Ontem nós perdemos o Ariano Suassuna. O cavaleiro do sertão, espetacular autor nordestino e um dos principais defensores da cultura brasileira que já ouvi falar. Ariano é gênio e enquanto tal, não morre jamais. Continua vivo, pois teve a capacidade de se eternizar. Tem palavras que se tornam leis, e conceitos que se tornam princípios de regimento para o nosso comportamento e a nossa forma de enxergar a vida. Essa é a minha relação com o Ariano, quantas vezes ao lê-lo ou ao vê-lo falar em sua “aula espetáculo” eu observava uma inteligência prática que me leva a enxergar o meu cotidiano de forma diferente e provavelmente levará durante muito tempo.

Em uma entrevista muito bem humorada do autor (como era costume), ele contava que ao receber sua primeira premiação ainda na adolescência em um concurso de poesia que participou, foi convidado para a solenidade através de uma carta que continha: data, local, horário e dizia para “ir com traje sport fino”. Oriundo de uma família humilde e no auge de sua inocência adolescente, pensou: “O que é Sport Fino? O Sport Club do Recife é vermelho e preto. Fino, é porque deve ser roupa social. Vou de camisa social vermelha e paletó preto.” Ao perceber que tinha acertado na escolha, ele se caracterizou ao longo de toda vida por trajar esse sport fino, e assim aprendemos com o Ariano sobre moda.
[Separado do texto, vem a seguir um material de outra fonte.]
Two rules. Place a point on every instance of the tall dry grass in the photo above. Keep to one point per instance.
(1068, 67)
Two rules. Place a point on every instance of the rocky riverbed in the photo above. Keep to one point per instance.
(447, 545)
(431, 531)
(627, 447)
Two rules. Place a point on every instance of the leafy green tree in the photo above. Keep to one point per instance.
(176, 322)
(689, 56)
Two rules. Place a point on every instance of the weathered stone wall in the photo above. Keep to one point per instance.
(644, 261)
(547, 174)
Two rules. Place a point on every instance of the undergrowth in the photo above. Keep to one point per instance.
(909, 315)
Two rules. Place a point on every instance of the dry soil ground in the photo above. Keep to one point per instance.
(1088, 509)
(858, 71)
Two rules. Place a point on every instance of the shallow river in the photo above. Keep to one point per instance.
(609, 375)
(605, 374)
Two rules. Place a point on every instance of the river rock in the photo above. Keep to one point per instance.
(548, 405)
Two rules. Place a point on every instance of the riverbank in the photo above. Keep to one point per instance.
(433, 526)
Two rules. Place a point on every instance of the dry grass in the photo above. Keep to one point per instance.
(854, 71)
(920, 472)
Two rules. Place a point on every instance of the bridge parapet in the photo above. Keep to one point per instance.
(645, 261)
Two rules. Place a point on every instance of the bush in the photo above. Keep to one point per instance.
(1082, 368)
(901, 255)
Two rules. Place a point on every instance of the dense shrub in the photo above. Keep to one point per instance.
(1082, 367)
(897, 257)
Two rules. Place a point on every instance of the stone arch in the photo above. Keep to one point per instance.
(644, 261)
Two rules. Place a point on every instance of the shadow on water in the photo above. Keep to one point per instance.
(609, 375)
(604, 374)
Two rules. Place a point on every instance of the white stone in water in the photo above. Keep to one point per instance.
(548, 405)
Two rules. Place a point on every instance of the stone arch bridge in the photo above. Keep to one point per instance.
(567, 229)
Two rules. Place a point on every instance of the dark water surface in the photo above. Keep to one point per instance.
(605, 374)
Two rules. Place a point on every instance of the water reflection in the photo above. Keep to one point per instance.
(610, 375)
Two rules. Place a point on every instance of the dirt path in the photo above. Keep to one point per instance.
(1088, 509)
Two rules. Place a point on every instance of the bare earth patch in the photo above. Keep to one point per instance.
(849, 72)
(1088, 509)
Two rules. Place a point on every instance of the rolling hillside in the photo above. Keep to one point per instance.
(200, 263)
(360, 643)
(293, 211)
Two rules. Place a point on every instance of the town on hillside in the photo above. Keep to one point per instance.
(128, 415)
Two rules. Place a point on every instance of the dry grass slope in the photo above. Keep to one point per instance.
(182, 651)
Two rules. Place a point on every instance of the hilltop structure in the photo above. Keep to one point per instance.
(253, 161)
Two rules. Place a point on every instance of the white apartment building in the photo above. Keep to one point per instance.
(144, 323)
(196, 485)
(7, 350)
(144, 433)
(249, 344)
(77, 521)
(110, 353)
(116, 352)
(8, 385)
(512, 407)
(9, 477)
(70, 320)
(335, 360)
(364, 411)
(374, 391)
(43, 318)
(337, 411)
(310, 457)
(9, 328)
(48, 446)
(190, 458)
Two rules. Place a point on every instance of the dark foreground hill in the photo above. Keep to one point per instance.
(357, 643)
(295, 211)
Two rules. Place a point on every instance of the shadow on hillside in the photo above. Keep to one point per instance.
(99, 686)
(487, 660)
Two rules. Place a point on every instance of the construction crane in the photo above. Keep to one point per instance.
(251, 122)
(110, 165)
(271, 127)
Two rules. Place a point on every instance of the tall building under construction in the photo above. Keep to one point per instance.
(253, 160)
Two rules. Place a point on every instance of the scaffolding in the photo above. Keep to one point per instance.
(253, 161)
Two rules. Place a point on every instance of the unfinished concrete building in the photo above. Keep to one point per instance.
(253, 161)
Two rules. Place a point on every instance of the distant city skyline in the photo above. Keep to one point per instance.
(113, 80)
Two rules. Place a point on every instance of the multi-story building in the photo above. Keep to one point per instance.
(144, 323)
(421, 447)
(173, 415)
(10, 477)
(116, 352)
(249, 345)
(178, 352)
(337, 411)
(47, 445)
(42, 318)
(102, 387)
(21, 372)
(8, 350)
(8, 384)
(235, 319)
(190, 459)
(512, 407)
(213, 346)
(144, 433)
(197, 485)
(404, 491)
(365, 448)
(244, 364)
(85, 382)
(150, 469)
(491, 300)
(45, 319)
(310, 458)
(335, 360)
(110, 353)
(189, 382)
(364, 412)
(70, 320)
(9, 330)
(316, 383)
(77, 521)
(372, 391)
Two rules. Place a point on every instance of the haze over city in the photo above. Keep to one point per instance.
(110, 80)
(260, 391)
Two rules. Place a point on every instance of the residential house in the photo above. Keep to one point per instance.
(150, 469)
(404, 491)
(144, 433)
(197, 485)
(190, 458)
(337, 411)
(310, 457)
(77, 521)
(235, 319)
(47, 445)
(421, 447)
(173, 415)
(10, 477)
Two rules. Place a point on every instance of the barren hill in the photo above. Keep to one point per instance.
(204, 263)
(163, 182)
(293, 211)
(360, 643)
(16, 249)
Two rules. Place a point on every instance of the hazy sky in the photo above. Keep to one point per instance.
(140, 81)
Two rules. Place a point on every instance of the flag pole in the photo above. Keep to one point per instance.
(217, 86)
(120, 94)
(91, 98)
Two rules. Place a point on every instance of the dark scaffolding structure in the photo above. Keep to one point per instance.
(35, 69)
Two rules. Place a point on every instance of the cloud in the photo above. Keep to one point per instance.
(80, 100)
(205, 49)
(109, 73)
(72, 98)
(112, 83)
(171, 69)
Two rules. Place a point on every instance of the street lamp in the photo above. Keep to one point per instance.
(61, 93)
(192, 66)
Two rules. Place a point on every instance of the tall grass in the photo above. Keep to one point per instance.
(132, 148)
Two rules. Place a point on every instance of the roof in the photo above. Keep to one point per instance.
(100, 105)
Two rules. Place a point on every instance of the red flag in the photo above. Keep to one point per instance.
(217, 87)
Em sua fantástica obra “Pedras do Reino”, Ariano talhou a imagem das 12 pessoas mais importantes da história da humanidade em sua opinião. Com explicações coerentes e geniais sobre cada uma das 12 personalidades contempladas, ele nos ensina a cultivar a memória de quem fez história e assumir referências, verdadeiras referências para nós. Em se tratando de referência, não podemos esquecer a famosa crítica que ele faz à nossa geração em uma de suas aulas, quando diz: “como os jovens de hoje em dia, assumem como ídolo um rapaz que tem uma música dizendo que os meus heróis morreram de overdose? Aonde vamos parar? Meu herói não morreu de overdose, meu herói morreu numa cruz.”

Como ignorar o fantástico auto da compadecida? Obra divertidíssima, um tesouro da nossa literatura e do nosso cinema. Que entre muitas risadas, nos provoca a reflexão do papel intercessor de Maria. Em uma sacada genial do que seria o nosso julgamento após a morte. Jesus é o juiz, diabo é o acusador e Maria a advogada de defesa.

Em uma profunda mescla de humor, piedade e genialidade, Ariano nos dá essa base para imaginar o inimaginável e assim se imortaliza. Seu nome estará para sempre na Academia Brasileira de Letras, suas obras para sempre nas livrarias, teatros e telas de tv/cinema, suas palavras estarão sempre circulando nas redes sociais, em nossas mentes e corações. O luto é inevitável: Perdemos um grande homem. A luta é interminável: Cultivemos o seu legado!

Para encerrar um pequeno trecho de grande e penetrante inteligência:
“Um marco da minha vida foi a leitura de uma frase d’Os Irmãos Karamazov’: “Se Deus não existe tudo é permitido”. Sartre tirou essa dúvida, porque a frase é duvidosa. Ele disse: “Deus não existe, portanto tudo é permitido”. Eu tirei a conclusão contrária, eu digo que nem tudo é permitido e portanto Deus existe. Ou a norma moral tem um fundamento absoluto, ou ficaria a sabor da opinião individual de todo mundo, inclusive de estupradores e assassinos.” (Ariano Suassuna)

Que o Ariano descanse em paz, missão cumprida. Que nós assumamos a renovação dessa sabedoria popular:




Rodrigo Moco
Psicólogo/Coordenador da Oficina de Valores

1 comentários:

Alessandro Garcia disse...

Muito interessante o comentário o Suassuna sobre o conhecido texto do Dostoievski...
Tá aí mais um autor que tenho que arrumar tempo para ler. Acho que vou começar pela "Pedra do Reino".